Question: If I woke up with one eyebrow mysteriously missing, do I shave the other one to match?
So they call this "a walk of shame" but fuck that...this walk is fantastic. What kind of debbie downer came up with that name?
masturbating is 5million times harder to finish knowing grandma is in the guestroom downstairs. just so you know.
While I was dancing with him in my foil dress he said, "You're like a Chipotle burrito. Don't worry, that's the best complement you could get from me."
His dick looked like E.T.'s finger. It scared me.
When I woke up I had three missed calls from the name 'dream krystals'.... If I remember correctly she was the lady at the drive thru at Krystals and her name was Dream.. She wanted to come to the strip club with us... Do you remember?

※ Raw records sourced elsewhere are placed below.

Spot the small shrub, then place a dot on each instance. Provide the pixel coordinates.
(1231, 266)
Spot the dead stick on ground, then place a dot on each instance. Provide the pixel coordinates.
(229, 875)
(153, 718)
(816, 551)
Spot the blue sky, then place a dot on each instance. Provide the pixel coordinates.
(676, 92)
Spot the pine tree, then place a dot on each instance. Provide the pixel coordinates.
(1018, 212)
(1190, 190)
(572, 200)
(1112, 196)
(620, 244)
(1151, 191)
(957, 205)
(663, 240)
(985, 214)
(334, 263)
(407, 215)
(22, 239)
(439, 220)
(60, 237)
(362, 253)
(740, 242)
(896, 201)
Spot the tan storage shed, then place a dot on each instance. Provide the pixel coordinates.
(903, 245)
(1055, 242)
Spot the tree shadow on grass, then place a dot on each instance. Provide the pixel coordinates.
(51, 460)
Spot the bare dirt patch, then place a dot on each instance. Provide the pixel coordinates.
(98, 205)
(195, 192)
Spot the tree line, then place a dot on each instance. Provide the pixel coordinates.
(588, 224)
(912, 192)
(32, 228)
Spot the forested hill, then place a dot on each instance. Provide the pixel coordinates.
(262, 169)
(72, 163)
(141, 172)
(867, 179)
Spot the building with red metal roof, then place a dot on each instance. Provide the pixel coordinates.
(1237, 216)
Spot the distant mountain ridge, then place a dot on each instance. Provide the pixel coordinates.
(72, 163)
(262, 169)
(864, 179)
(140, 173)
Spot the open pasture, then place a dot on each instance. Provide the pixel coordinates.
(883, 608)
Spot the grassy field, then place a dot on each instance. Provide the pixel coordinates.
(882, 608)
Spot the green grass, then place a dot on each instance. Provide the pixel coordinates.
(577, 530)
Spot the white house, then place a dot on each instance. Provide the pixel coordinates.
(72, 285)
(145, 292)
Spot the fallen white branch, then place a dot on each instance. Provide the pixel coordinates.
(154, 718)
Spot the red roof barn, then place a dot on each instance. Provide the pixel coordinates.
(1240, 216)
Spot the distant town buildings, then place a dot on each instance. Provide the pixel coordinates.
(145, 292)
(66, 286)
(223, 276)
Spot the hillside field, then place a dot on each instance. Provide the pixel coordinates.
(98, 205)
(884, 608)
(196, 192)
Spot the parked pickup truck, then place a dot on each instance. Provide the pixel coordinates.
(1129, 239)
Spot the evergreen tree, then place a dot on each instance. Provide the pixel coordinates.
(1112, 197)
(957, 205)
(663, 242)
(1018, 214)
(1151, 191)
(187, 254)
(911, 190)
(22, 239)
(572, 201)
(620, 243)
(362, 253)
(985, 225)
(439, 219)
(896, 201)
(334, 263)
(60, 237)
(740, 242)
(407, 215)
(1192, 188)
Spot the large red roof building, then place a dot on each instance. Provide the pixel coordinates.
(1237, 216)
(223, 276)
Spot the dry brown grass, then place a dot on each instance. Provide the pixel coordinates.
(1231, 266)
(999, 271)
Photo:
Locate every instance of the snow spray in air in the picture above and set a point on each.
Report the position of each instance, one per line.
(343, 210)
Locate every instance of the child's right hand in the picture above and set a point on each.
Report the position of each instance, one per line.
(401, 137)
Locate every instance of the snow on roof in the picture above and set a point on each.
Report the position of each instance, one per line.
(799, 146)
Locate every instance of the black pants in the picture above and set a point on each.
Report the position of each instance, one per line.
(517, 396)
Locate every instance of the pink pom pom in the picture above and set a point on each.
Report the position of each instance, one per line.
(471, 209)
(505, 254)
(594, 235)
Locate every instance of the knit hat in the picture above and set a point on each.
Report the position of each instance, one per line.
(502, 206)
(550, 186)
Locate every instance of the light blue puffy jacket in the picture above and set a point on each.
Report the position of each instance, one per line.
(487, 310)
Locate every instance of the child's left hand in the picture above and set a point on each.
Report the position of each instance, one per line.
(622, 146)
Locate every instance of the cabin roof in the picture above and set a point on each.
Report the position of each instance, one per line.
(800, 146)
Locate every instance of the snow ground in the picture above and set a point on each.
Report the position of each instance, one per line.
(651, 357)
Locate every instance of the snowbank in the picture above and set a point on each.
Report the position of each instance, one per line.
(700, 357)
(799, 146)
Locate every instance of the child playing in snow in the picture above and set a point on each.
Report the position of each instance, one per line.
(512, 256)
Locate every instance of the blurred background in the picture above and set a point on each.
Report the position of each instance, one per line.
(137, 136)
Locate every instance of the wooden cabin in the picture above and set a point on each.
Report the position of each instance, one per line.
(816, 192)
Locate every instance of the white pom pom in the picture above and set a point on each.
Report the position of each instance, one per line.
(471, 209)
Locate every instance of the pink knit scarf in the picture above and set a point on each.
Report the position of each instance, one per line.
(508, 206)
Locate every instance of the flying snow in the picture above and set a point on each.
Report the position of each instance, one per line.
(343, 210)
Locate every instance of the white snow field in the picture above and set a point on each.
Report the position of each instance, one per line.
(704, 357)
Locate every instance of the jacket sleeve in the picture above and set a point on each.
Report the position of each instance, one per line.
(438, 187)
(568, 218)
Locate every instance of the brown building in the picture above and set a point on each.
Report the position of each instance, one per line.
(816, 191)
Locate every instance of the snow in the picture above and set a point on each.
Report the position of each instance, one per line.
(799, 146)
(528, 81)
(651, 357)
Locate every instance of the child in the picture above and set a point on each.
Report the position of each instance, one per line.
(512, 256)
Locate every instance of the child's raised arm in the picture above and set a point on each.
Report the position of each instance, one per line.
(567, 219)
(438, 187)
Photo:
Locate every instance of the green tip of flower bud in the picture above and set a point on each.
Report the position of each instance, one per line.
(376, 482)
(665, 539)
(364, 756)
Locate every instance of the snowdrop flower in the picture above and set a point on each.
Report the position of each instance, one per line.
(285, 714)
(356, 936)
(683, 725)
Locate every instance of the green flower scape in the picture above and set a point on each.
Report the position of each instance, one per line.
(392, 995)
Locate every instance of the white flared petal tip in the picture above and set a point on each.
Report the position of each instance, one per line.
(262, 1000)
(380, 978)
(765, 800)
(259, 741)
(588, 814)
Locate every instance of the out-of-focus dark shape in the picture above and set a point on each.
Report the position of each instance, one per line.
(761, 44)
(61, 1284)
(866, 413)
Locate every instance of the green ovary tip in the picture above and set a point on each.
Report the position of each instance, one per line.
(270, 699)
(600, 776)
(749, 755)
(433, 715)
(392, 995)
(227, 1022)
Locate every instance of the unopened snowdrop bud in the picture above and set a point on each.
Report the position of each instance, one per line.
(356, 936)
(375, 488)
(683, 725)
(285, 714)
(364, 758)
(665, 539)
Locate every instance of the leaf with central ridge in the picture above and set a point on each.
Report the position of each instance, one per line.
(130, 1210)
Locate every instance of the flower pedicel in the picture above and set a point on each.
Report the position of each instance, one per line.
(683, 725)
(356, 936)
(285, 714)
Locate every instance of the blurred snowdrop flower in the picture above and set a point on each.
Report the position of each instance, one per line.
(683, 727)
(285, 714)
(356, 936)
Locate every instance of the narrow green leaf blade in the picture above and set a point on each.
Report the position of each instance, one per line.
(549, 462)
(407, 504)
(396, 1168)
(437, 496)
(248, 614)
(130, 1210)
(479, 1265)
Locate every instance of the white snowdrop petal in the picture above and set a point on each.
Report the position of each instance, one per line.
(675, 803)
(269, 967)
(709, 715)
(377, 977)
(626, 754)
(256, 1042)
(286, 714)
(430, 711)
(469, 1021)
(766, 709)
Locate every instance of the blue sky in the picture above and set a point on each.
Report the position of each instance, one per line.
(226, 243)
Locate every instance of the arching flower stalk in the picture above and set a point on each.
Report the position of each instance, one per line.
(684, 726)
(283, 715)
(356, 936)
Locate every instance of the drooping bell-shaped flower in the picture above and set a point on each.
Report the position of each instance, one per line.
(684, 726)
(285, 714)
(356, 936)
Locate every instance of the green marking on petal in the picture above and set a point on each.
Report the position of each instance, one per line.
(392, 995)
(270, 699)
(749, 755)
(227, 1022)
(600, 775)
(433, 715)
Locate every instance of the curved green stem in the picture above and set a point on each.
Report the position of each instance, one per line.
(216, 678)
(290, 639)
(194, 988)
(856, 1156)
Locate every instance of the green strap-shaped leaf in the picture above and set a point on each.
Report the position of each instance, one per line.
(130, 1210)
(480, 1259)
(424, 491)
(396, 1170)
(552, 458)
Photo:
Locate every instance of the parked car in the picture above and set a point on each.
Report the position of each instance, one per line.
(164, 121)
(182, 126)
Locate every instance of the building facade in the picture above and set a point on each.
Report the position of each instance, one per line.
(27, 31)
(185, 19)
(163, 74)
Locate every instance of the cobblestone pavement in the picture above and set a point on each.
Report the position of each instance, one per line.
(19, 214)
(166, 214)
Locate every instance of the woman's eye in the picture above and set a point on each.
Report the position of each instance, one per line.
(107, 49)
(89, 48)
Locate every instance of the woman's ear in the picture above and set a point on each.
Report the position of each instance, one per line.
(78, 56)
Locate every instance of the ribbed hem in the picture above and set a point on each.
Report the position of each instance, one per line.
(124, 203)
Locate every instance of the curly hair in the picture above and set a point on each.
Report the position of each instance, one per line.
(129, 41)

I'm just saying, asking "Are you happy with me?" during a handjob is simply unfair and scientifically inadmissiable.
He has horses apparently. I wonder if we could fuck while riding a horse or if that's too dangerous.
I need to figure out how to tell my doctor that I don't want to fix my possible fertility problems until AFTER I'm done whoring around in my 20s.
Most adult booty call ever. Ha. We got down to business and still got to watch the colbert report.
My parents don't seem to understand that all I want to do over break is smoke in bed and watch Workaholics.
Two drag queens are fighting over me. And yet the night is still getting weirder
Just thinking about this summer makes me feel a slight tingle of an orgasm mixed with a twinge of regret as the cold ghostly feeling of multiple hangovers creep into my body.
I just licked wine off my own thigh. I've hit a new low.
Married dude I had an affair with 10yrs ago was at table next to us at dinner last nite. My mom asked him to take a pic of us & then commented how cute he was as they left. Do I tell her he’s got a huge D too?